Opportunity to accumulate REIT stocks on appealing distribution yields


While the results of REITs for 2023 came in mixed,AmInvestment Bank Research anticipates stable occupancy rates across key assets.

PETALING JAYA: AmInvestment Bank Research sees buying opportunities in local real estate investment trust (REIT) stocks, given widening yield spreads against 10-year Malaysian Government Securities (MGS), supported by appealing distribution yields of 6% to 8%.

With the monetary policy tightening coming to a tail-end, it said developed economies could potentially cut interest rates in the second half of 2024 (2H24).

“Our in-house economist anticipates the (United States) Fed fund rate to peak at current levels of 5.25% to 5.5%. Our economics team also expects the Fed to start cutting interest rates in mid-2024 by 75 to 100 basis points (bps), which will eventually bring the Fed funds rate to 4.5% to 4.75% by end- 2024.

“Meanwhile, the 10-year MGS yield is projected to be lower at 3.63% in the fourth quarter of 2024 (4Q24) from the current level of 3.82%,” the research firm said in a report.

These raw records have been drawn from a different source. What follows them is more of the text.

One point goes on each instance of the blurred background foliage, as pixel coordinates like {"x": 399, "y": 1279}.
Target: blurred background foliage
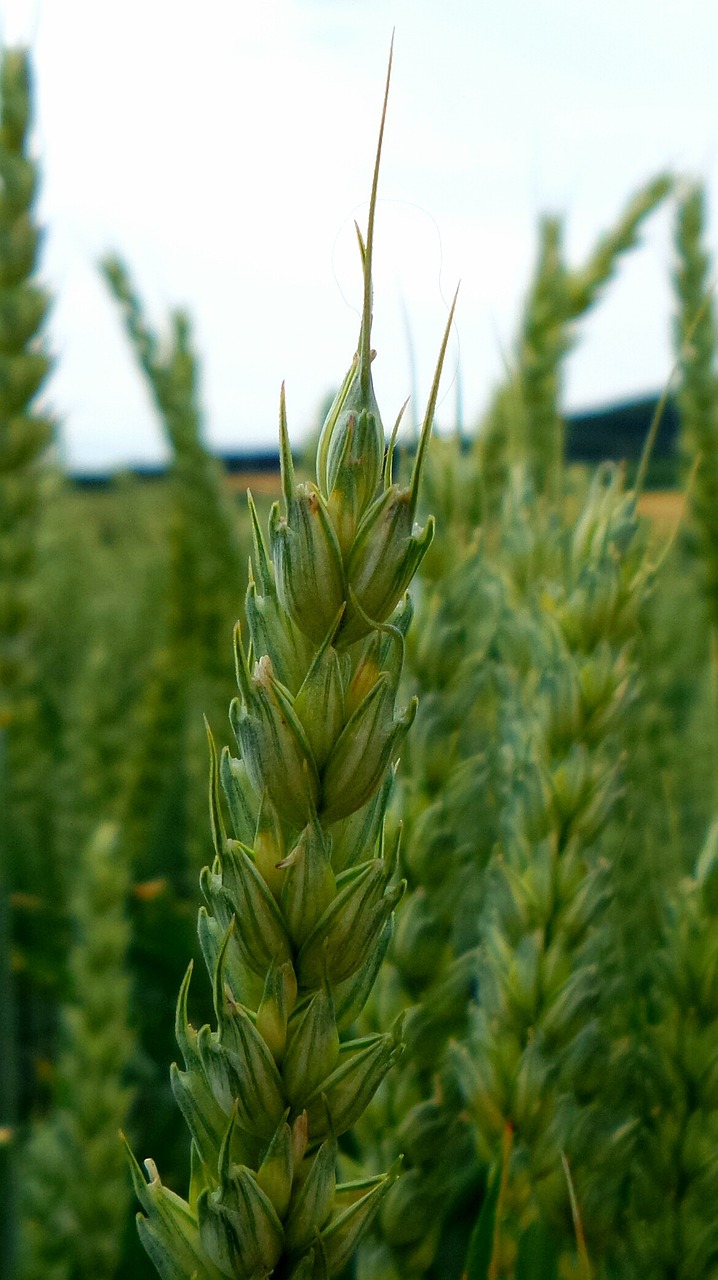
{"x": 556, "y": 954}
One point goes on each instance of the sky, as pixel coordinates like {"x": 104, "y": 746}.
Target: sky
{"x": 224, "y": 149}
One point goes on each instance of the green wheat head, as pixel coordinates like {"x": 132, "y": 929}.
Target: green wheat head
{"x": 301, "y": 895}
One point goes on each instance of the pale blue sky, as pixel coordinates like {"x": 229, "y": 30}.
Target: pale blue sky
{"x": 224, "y": 149}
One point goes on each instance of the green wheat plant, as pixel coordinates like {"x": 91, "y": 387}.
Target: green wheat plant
{"x": 187, "y": 673}
{"x": 524, "y": 421}
{"x": 301, "y": 895}
{"x": 74, "y": 1193}
{"x": 671, "y": 1226}
{"x": 24, "y": 435}
{"x": 698, "y": 391}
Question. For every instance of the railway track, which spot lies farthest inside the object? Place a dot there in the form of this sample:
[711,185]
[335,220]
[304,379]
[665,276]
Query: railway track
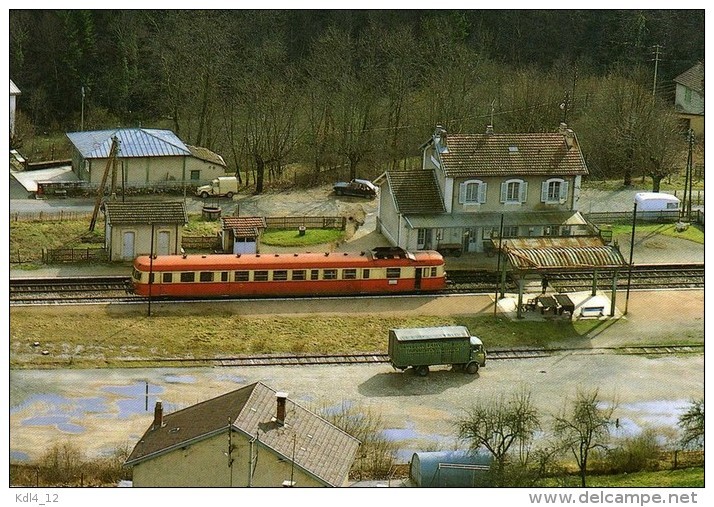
[87,290]
[378,357]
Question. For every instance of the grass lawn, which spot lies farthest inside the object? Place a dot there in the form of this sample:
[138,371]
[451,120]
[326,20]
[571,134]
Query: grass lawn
[292,238]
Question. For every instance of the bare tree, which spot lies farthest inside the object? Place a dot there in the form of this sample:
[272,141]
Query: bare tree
[500,426]
[692,424]
[584,425]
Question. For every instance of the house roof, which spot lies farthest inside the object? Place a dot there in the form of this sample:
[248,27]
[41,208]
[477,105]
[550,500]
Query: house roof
[243,226]
[133,142]
[542,154]
[207,155]
[320,448]
[139,212]
[415,192]
[692,78]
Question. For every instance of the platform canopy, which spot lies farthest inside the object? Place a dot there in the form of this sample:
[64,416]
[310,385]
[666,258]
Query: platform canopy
[543,254]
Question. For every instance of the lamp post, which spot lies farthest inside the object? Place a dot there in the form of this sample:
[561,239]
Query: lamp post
[632,247]
[81,125]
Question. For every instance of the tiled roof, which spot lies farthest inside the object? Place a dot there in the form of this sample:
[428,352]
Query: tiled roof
[132,143]
[692,78]
[415,192]
[138,212]
[512,155]
[243,226]
[318,447]
[206,154]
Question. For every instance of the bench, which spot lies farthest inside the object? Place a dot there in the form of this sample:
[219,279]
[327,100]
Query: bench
[592,311]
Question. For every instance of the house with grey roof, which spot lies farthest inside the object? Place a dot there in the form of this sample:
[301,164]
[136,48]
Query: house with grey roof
[473,188]
[141,228]
[250,437]
[146,158]
[689,98]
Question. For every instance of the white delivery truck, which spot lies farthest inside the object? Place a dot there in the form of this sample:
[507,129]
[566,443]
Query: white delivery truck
[656,201]
[219,187]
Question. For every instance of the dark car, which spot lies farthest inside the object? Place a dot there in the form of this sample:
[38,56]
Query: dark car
[359,188]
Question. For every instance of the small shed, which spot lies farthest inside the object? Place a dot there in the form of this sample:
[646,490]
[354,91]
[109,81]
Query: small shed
[450,469]
[241,234]
[142,228]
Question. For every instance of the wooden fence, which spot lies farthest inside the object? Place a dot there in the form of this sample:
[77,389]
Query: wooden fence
[56,255]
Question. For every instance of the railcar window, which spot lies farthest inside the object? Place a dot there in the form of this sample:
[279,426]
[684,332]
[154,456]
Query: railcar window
[394,272]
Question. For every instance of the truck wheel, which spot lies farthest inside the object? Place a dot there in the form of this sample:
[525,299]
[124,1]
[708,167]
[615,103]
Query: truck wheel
[422,371]
[472,368]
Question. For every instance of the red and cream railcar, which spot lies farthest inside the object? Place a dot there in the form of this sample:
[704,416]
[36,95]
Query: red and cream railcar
[380,271]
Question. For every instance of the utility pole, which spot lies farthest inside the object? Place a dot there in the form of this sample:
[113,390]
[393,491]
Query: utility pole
[657,49]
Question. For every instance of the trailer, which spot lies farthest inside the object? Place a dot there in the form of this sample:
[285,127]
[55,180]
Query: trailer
[420,348]
[656,201]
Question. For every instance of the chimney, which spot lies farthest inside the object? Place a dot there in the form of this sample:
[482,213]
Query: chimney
[158,416]
[280,413]
[569,138]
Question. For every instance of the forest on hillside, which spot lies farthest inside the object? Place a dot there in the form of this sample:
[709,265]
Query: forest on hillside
[361,89]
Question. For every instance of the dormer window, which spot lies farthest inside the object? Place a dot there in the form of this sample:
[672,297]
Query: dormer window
[554,190]
[472,192]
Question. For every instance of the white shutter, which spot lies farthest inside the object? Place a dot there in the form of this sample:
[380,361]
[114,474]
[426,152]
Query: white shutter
[482,192]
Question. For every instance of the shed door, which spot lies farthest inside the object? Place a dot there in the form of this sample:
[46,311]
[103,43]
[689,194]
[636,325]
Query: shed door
[162,247]
[128,246]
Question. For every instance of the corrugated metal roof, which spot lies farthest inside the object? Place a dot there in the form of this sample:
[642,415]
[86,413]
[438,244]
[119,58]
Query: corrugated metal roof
[415,191]
[138,212]
[565,257]
[493,219]
[318,447]
[132,143]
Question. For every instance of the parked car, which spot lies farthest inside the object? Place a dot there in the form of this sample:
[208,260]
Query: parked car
[356,187]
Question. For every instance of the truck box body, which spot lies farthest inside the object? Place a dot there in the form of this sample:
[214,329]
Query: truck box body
[656,201]
[223,185]
[423,347]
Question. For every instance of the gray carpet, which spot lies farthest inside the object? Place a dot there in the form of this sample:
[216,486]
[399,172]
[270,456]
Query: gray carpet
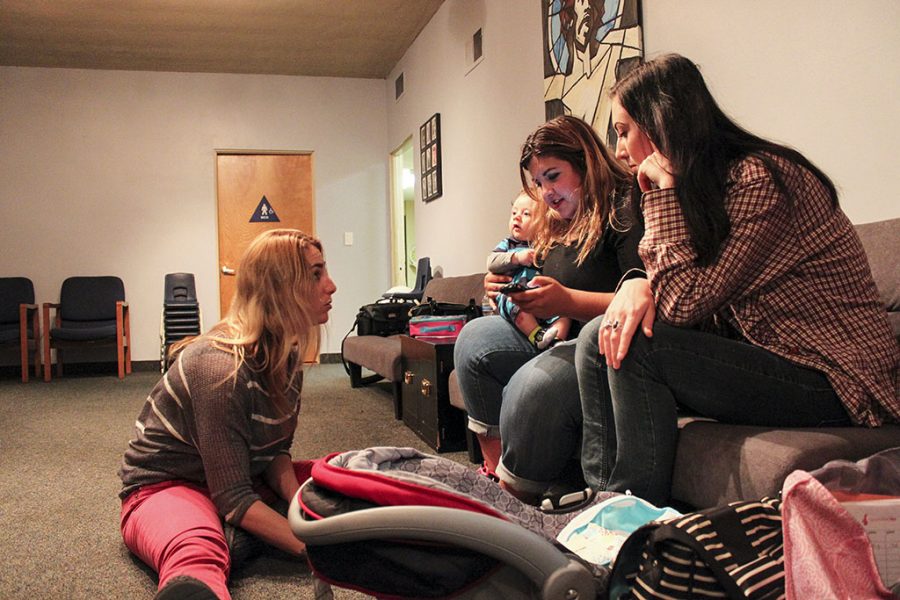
[60,447]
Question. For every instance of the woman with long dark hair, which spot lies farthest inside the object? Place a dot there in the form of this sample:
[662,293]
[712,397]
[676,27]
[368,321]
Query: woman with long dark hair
[766,310]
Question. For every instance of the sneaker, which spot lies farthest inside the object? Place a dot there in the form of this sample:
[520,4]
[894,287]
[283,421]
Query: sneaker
[544,338]
[184,587]
[553,502]
[485,472]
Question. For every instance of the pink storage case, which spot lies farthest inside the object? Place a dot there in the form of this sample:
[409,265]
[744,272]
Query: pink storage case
[445,328]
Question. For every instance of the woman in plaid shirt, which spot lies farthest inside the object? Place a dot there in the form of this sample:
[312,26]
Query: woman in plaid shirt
[766,312]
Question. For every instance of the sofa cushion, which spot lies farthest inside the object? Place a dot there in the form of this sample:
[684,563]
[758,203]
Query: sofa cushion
[881,241]
[376,353]
[717,463]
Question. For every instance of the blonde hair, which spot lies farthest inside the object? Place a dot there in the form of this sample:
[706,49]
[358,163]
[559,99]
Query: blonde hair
[269,315]
[602,179]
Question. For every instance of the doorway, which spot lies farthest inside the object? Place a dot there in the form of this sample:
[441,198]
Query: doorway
[403,218]
[258,192]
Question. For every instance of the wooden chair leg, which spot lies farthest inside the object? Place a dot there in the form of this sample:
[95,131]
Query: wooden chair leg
[120,341]
[47,365]
[24,360]
[127,342]
[23,343]
[398,399]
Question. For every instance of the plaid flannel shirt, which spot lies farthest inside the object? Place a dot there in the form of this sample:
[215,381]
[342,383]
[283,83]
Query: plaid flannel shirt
[793,279]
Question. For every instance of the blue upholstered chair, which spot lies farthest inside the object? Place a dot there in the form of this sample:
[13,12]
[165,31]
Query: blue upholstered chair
[19,325]
[91,312]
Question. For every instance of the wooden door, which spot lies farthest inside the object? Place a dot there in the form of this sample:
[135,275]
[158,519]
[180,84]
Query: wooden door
[258,192]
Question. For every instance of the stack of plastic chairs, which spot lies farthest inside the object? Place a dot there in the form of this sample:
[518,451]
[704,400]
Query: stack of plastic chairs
[181,313]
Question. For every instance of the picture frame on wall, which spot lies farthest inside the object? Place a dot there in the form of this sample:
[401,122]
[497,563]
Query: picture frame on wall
[430,158]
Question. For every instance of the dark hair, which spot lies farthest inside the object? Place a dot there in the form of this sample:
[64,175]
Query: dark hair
[668,99]
[603,178]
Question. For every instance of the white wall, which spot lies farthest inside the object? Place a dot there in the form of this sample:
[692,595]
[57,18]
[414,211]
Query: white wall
[820,75]
[113,172]
[485,116]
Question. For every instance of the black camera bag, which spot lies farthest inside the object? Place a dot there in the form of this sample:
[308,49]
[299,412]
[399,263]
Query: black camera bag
[385,317]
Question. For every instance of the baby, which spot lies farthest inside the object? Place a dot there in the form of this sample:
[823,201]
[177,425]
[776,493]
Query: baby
[514,256]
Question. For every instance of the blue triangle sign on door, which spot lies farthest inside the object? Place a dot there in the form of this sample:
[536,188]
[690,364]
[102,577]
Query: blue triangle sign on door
[264,213]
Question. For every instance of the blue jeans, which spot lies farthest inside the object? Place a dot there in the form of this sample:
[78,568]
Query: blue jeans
[630,414]
[529,399]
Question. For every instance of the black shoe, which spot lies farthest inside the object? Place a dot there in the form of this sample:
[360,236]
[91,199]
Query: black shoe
[185,587]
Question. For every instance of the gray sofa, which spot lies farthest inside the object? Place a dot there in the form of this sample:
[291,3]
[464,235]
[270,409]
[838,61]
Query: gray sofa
[381,355]
[717,463]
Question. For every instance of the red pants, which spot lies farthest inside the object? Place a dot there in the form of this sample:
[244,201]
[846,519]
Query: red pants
[174,527]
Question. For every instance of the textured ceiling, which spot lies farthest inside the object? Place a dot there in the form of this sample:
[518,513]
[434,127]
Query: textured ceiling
[330,38]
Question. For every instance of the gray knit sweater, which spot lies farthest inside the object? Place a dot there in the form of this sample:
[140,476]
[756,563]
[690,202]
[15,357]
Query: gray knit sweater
[198,426]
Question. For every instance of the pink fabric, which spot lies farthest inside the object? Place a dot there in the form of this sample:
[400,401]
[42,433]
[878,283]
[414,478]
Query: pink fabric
[174,528]
[827,553]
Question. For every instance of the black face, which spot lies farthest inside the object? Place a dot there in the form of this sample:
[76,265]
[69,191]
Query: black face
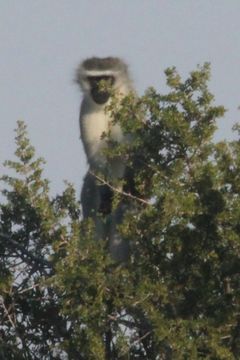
[98,95]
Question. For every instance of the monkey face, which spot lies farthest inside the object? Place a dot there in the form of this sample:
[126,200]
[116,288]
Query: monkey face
[100,95]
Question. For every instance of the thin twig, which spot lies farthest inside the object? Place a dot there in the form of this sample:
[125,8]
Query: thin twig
[104,182]
[7,312]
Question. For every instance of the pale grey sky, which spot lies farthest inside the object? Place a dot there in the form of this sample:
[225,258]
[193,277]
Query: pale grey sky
[42,42]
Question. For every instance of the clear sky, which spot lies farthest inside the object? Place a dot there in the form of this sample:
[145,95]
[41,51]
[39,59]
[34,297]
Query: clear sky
[42,42]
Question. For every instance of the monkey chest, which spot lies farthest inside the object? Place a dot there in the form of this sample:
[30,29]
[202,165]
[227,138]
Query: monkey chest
[93,128]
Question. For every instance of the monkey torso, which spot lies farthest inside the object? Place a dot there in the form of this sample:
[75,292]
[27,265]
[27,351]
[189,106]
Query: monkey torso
[94,123]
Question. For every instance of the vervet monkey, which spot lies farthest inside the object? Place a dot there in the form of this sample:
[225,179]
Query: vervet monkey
[95,121]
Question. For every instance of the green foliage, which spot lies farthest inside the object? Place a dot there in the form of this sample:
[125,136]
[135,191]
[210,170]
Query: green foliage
[63,297]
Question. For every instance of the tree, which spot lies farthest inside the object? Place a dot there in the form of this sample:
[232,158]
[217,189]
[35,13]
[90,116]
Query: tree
[63,297]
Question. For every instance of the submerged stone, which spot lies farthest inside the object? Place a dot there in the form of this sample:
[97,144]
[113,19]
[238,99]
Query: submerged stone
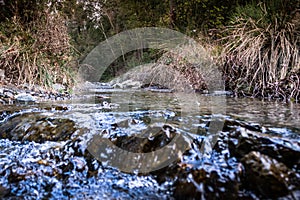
[37,128]
[267,177]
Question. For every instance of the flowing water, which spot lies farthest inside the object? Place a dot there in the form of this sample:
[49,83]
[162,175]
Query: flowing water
[231,147]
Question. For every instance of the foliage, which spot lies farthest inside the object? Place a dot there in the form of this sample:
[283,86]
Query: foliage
[35,46]
[262,50]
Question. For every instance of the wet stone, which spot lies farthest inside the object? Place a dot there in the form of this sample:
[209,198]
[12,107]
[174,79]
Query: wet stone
[243,141]
[38,128]
[151,140]
[267,177]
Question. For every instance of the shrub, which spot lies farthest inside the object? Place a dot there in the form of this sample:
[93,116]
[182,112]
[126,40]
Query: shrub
[261,53]
[36,51]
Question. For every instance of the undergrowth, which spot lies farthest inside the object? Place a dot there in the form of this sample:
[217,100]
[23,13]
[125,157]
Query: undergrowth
[261,53]
[37,53]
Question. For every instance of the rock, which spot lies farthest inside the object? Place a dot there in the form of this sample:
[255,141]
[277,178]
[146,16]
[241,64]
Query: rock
[152,139]
[3,191]
[37,128]
[58,87]
[267,177]
[2,75]
[128,84]
[244,141]
[25,97]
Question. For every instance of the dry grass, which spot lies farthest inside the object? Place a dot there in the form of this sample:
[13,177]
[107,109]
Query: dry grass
[38,53]
[263,61]
[184,69]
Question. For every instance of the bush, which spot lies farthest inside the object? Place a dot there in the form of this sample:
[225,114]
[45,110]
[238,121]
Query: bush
[261,53]
[35,49]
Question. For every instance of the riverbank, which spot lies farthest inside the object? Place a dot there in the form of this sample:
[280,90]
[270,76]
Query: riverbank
[10,94]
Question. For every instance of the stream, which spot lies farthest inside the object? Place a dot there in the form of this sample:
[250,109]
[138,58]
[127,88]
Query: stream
[100,145]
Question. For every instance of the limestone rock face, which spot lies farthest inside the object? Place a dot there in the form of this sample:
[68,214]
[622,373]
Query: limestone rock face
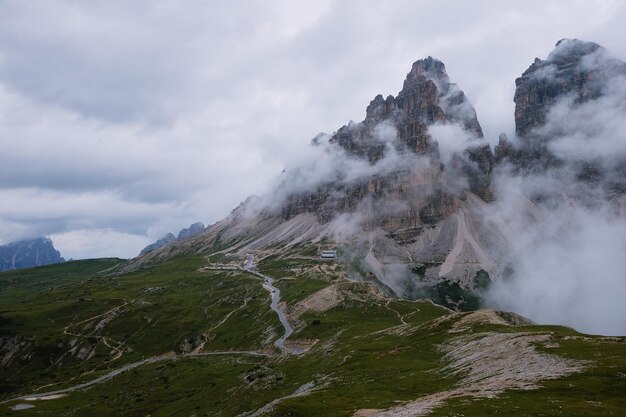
[164,241]
[192,230]
[578,71]
[28,254]
[402,123]
[424,210]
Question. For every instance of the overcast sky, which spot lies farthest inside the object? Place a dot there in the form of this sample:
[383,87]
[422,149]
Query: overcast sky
[121,121]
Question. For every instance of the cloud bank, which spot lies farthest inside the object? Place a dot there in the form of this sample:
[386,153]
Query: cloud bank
[143,118]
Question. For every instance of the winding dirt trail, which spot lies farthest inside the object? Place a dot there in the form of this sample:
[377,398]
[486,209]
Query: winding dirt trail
[268,284]
[159,358]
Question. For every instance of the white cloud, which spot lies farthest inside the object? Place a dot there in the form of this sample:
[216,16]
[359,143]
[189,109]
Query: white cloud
[177,112]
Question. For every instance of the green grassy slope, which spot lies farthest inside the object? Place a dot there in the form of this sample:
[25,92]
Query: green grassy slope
[368,352]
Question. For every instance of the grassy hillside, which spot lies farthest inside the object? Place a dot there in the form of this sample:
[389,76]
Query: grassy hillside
[208,336]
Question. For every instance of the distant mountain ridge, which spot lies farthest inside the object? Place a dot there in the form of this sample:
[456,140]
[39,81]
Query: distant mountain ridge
[410,192]
[193,230]
[28,254]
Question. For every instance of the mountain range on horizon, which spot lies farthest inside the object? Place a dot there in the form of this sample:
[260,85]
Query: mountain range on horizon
[404,267]
[28,254]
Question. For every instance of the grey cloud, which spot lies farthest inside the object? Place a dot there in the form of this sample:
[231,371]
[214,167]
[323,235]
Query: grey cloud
[185,110]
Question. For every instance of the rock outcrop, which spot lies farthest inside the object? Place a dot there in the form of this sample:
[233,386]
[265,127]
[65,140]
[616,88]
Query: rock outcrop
[574,74]
[421,183]
[28,254]
[417,212]
[193,230]
[164,241]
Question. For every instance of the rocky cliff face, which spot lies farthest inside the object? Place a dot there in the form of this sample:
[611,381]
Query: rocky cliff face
[419,216]
[28,254]
[575,74]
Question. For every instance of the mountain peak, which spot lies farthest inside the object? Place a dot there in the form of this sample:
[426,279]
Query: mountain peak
[29,253]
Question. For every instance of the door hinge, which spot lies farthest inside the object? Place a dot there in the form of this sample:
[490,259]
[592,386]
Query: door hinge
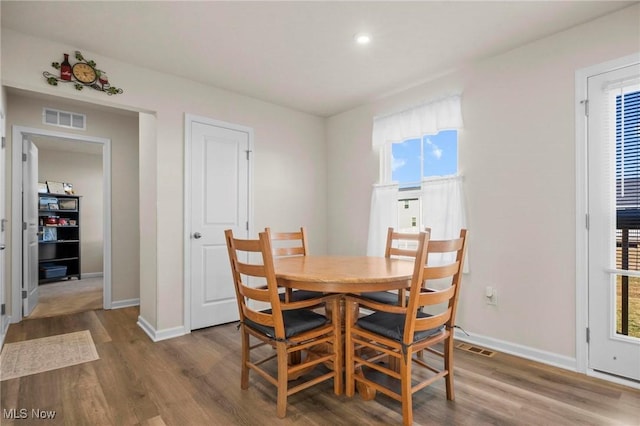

While the results of REITs for 2023 came in mixed, it anticipates stable occupancy rates across key assets.

“We anticipate retail REITs to continue experiencing healthy growth in 2024, driven by stable occupancy rates and positive rental reversions. The hospitality segment is on a growth trajectory, witnessing a robust recovery in occupancy rates and average daily rates since 2Q22.”

On the other hand, occupancy and rental reversion rates in the office segment are expected to be flattish.

It notes that IGB-REIT and Pavilion-REIT registered stronger earnings in 2023 as a result of favourable rental reversions and improvement in occupancy rates in their malls.

The stronger distributable income growth of 20% year-on-year (y-o-y) in Pavilion-REIT was primarily attributed to the recognition of a seven-month contribution from the newly acquired PBJ after its injection on June 1, 2023.

Sunway-REIT experienced improved revenue from the retail and hotel segments, but its financial year 2023 (FY23) earnings declined by 3% y-o-y.

This decrease can be attributed to increased utility and finance costs, as well as the discontinuation of lease income from Sunway Medical Centre (Tower A and B) after its disposal was finalised in August last year. Less established and suburban malls did not fare as well compared to prime counterparts.

It said the net profit margin of retail REITs in 2023 was impacted by the increase in the electricity tariff surcharge that took effect on Jan 1, 2023. Nevertheless, this was mitigated by the stronger rental revenue as a result of substantial improvement in tenant sales and footfalls in retail malls.

“Hence, we maintain our assumptions of rental reversions of 5% to 6% in 2024, mirroring the figures observed in 2022, particularly for malls situated in prime locations such as Mid Valley Megamall, Pavilion Kuala Lumpur and Sunway Pyramid.”

As for the office segment, challenges persist for offices in Kuala Lumpur city centre due to oversupply.